I loved how they comfort each other and prop each other up whenever one is beset by insecurities. They helped the other rediscover their self-worth and find closure. Victor had to process the betrayal and the mean things his ex did. Sava had to deal with guilt over Milan’s death.
One of the best moments for me was when Sava, first time to see eyeglasses, asked Victor what those are for. “To make your pretty eyes look bigger?” Then, later in the story, noticing how Victor complains about them slipping, quietly ties a ribbon to keep them in place. The megane moe is strong!!! I love it! Especially when it was revealed Victor’s ex hated his glasses.
Sava and Victor are just too adorable!!! Then they adopted Speedy, the snowcat, who stole the show. I died from fluff overload!
There are some BDSM elements present. The authors wisely deployed them at a minimum. It kept the story’s vibe cozy and wholesome in harmony with Sava and Victor’s dynamics.

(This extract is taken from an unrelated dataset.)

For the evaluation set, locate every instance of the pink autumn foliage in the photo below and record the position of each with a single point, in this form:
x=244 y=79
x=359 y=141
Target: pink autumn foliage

I loved how the book was written. It’s detailed yet easy to read. The characters were fully fleshed out. The relationships were given time to develop properly. The plot is deceptively straightforward, almost conflict-free. Most of it is Sava and Victor getting to know each other, enveloped in domestic bliss.
Far from feeling nothing is happening, we see Lukos coming alive through Victor’s fresh eyes. His openness and curiosity were contagious. He made me want to visit the island. It has a rich culture and a chockful of intriguing characters I’d love to know more.
The book has mentions of suicide and cultural misunderstanding of mental illness so take note of the CWs if they are triggering for you. This is in connection with Milan, which leads to a not-so-surprising twist and the suspenseful climax. The book nicely wraps up with Victor’s ex getting his comeuppance. I think they let him off too easily. They should’ve just dropped him in the sea.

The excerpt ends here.